Just outside Bristol’s bustle is the Beach House, waving goodbye to the cyclists on the East Bay bike path as they set off on their way to Providence. A restaurant has been here for ages, but with a new name, a smarter look, and a new menu, the Beach House encourages some of these folks to squeeze the brakes. The exterior looks sharp and upscale, and as per the name, the interior is awash with the shiplap, whites, and windows of a coastal living magazine. While the interior capitalizes on all the views available, in this delightful weather, everyone is on the deck or patio, watching cormorants fish and taking in the sights over Bristol Harbor to Poppasquash Neck.
Like the weather when we visited, the cocktail list was still in summer mode, blessedly untouched by the avalanche of autumnal cinnamon, nutmeg, and pumpkin. We held onto sangrias and cocktails with citrus, mint, bubbles, and the like. Even though there was a good by-the-glass wine list, mostly Californian, and a beer list of local draft beers, I had to have one last sunny cocktail. Normally I avoid any additive liquors, but the Jack Daniels Honey Bourbon Smash really hit the spot when mixed with iced tea and lemons – a boozed-up Arnold Palmer.
The menu has turned more toward the sea and clearly advertises what is locally sourced, but it’s also casting a wider net. Chicken Wings meet Tuna Tartar on the appetizer list; then there’s sections for Pizza, Salad, and Pasta & Risotto, before you even get to the entree section. With a generalist menu – and, of course, because we felt like it – we saw what they’d do with the basics: Clam Chowder, Fish and Chips, a New York Strip, and some Fish Tacos.
The chowder was a sizable bowl and didn’t skimp on the clams. I quite enjoyed an unexpected tentacle garnish of fried calamari swimming amongst the potatoes. What I’d have liked even more were some aromatic herbs to give a bit of color and interest to this cream-and-pink world, as well as another flavor note. None went to waste; when you aren’t putting the cream and butter in yourself, the easy goodness is impossible to deny.
The Fish Tacos appetizer appeared on a little, zigzagging, stainless steel taco stand, set into a custom plate with three built-in bowls for salsa verde, guac, and a couple limes. This gleaming, modular plate is a world away from the Tecate umbrellas I associate with this dish, but then again, so is the corgi that had just gone by in a bike trailer. I took a couple naked nibbles before adding the salsa. The jicama-and-carrot slaw was good, but despite its orange color the fish was quite neutral and the taco needed a kick. These sauces are not a serving suggestion so much as a must. The guacamole was good; a squeeze of lime was good; but the addition of the excellent salsa verde was compulsory.

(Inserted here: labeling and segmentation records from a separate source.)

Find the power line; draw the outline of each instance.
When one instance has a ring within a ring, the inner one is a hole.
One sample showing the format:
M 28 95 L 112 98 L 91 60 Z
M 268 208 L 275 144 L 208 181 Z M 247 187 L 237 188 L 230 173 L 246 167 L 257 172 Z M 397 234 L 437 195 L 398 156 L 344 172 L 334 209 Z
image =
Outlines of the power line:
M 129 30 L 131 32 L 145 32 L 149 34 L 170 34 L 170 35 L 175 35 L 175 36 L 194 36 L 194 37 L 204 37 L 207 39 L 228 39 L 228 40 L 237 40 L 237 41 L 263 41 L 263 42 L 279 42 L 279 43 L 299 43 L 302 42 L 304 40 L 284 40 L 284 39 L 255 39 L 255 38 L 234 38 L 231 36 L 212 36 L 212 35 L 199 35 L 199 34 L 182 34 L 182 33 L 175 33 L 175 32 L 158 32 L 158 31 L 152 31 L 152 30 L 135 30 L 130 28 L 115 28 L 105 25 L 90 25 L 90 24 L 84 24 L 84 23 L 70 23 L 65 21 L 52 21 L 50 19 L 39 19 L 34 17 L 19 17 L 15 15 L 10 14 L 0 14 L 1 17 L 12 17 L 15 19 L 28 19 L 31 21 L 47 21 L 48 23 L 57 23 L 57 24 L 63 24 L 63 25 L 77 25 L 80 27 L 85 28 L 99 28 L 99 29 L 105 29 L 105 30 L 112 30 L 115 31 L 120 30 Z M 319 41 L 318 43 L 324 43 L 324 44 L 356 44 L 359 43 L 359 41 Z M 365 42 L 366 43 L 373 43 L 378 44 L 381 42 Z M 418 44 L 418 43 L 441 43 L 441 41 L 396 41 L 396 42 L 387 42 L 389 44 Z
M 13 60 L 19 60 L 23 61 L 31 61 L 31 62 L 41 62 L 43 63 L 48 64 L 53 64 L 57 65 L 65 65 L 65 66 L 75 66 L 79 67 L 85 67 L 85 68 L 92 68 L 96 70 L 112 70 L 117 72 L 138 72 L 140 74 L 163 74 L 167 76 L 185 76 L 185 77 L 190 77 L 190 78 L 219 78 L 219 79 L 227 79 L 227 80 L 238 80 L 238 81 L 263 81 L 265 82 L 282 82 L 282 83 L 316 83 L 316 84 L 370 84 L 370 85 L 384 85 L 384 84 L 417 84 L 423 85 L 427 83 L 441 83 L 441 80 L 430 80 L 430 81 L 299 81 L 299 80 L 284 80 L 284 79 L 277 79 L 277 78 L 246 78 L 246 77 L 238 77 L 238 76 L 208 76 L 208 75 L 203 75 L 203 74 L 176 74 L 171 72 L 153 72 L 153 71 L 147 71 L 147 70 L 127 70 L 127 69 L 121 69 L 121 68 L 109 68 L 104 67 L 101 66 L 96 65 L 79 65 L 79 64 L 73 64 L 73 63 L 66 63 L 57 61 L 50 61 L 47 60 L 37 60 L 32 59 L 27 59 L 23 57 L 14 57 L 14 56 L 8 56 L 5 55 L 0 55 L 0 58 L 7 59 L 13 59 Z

For our mains, we ordered Fish and Chips off the kids’ menu, which was the best this big kid has had in a while, and I confess I was glad that my kid had no interest in it, instead preferring to inhale the delicious mashed potatoes that came with the NY Strip. Bristol must have some discerning and artful kids to appreciate this quality; the fillet’s perfectly golden batter contrasted perfectly with a black square plate. The steak was a little more cooked than ordered, though still tender enough and delicious with the accompanying chimichurri. The sides were terrific, including a healthy pile of green beans and a mountain of the aforementioned smashed potatoes.
We finished with a huge piece of a six-layer Death by Chocolate studded with mini chocolate chips. My wife and child miraculously found some extra room. As we slowly walked back to our car along the tail end of the bike path, long strands of stratus with pink underbellies were slung over Coggeshall Farm and a bright pink glow silhouetted Poppasquash road. If this was my last-day-of-summer feeling, I could have done a lot worse than spending it here in Bristol, at the closest thing I’m likely to ever have to a beach house.